Nebensachen aus Paris
: Die Grenze des Périphérique

■ Von Banlieusards und anderen Parisern

„Nein, Madame, einen Bus Nummer 125 gibt es nicht“, versichert die elegante alte Dame. Sie hat immer in Paris gelebt. Sie kennt alle Metrostationen, alle Buslinien, die meisten Straßennamen und die schönsten Teesalons – aber was sich jenseits der sechsspurigen Stadtautobahn verbirgt, die hundert Meter hinter ihrer Wohnung vorbeirauscht, weiß sie nicht. Der „Périphérique“ ist die Grenze, die sie nie überschreitet. Auch nicht beim Gassi-Gang mit dem Pudel.

Die fremde Welt jenseits des Périphérique ist die Banlieue. Dort leben jene acht Millionen Menschen, die zusammen mit den zwei Millionen Parisern die „Île de France“ zur größten Menschenansammlung Mitteleuropas machen. Dort liegen alte Dörfer eingekeilt von gigantischen Schlafstädten mit Rathäusern, an denen sich in den 60er Jahren futuristische Architekten austoben durften. Dort gibt es die meisten Einkaufszentren, Sozialwohnungen, ImmigrantInnen und Arbeitslose. Dort entsteht der größte Teil der Pariser Industrieproduktion, dorthin ziehen sich immer mehr Dienstleistungsunternehmen zurück.

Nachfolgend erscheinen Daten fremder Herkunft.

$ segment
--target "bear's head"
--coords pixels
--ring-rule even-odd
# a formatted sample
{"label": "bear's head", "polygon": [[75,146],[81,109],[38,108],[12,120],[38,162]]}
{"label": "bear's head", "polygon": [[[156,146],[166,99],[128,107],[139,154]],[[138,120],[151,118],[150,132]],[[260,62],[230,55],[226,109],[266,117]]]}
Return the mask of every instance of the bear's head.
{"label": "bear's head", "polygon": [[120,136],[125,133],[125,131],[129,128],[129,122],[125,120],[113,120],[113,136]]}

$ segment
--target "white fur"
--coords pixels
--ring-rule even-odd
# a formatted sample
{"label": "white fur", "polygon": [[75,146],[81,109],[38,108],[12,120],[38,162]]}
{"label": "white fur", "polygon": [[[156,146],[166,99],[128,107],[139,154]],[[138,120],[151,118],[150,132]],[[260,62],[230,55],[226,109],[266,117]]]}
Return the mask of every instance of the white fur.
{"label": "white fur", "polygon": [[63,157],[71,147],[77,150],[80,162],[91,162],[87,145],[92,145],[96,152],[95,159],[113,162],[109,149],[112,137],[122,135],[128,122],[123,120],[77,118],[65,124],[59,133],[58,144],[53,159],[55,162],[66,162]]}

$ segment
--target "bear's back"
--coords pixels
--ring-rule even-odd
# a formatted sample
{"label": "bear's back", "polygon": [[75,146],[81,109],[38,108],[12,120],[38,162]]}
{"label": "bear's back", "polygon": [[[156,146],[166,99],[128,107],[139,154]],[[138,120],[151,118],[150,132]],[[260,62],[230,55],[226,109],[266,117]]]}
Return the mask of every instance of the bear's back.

„Pariser“ dürfen sich die „Banlieusards“ nicht nennen. „Das wäre reine Prahlerei“, hat meine Nachbarin Viviane mich rechtzeitig gewarnt. Selbst an so weit entfernten Orten wie Marseille sollte ich äußerst vorsichtig sein, denn „es gibt immer jemanden, der Paris kennt“.

Viviane lebt wie ich in Sicht- und Hörweite von Paris. Doch sie, die ihr Geld als Putzfrau in einem Banlieue-Krankenhaus verdient, fährt nur ganz selten „nach Paris hoch“. In der Hauptstadt, wo die Trottoirs morgens mit beinahe kochend heißem Wasser abgespritzt werden und wo Spezialmotorräder die Hundehaufen aufsaugen, leben nach ihrer Ansicht die Großköpfe, die Reichen und die Arroganten.

Der Banlieue mangelt es an fast allem, was das Leben in Paris reizvoll macht: Cafés, Theater, Kinos, begrünte Alleen, phantasievolle Schaufensterauslagen. Wer in der Banlieue abends raus will, muß mit Straßen und Plätzen vorliebnehmen, die die Heimeligkeit von Einkaufszentren haben. In diesen Betonwüsten ist die Randale Alltag geworden. Ein Funke genügt, um die Jugend auf die Barrikaden zu bringen. Zu ihrer Beruhigung hat Paris die Polizeistationen der Banlieue verstärkt. Doch neuerdings tragen die Jugendlichen ihren Frust immer häufiger in die Hauptstadt hinein. Am Rande der Schülerdemonstrationen der letzten Wochen schlugen sie dort ganze Straßenzüge klein.

Die Verdrängung eines Teils der Pariser Bevölkerung begann bereits im vorigen Jahrhundert, als Baron Haussmann im Regierungsauftrag den mittelalterlichen Stadtkern total sanierte. Auf dem Reißbrett entwarf er die stattlichen Boulevards und Avenuen und die schieferbedeckten Bürgerhäuser, die heute das Gesicht der Stadt ausmachen. Der Pöbel mußte an den Stadtrand weichen.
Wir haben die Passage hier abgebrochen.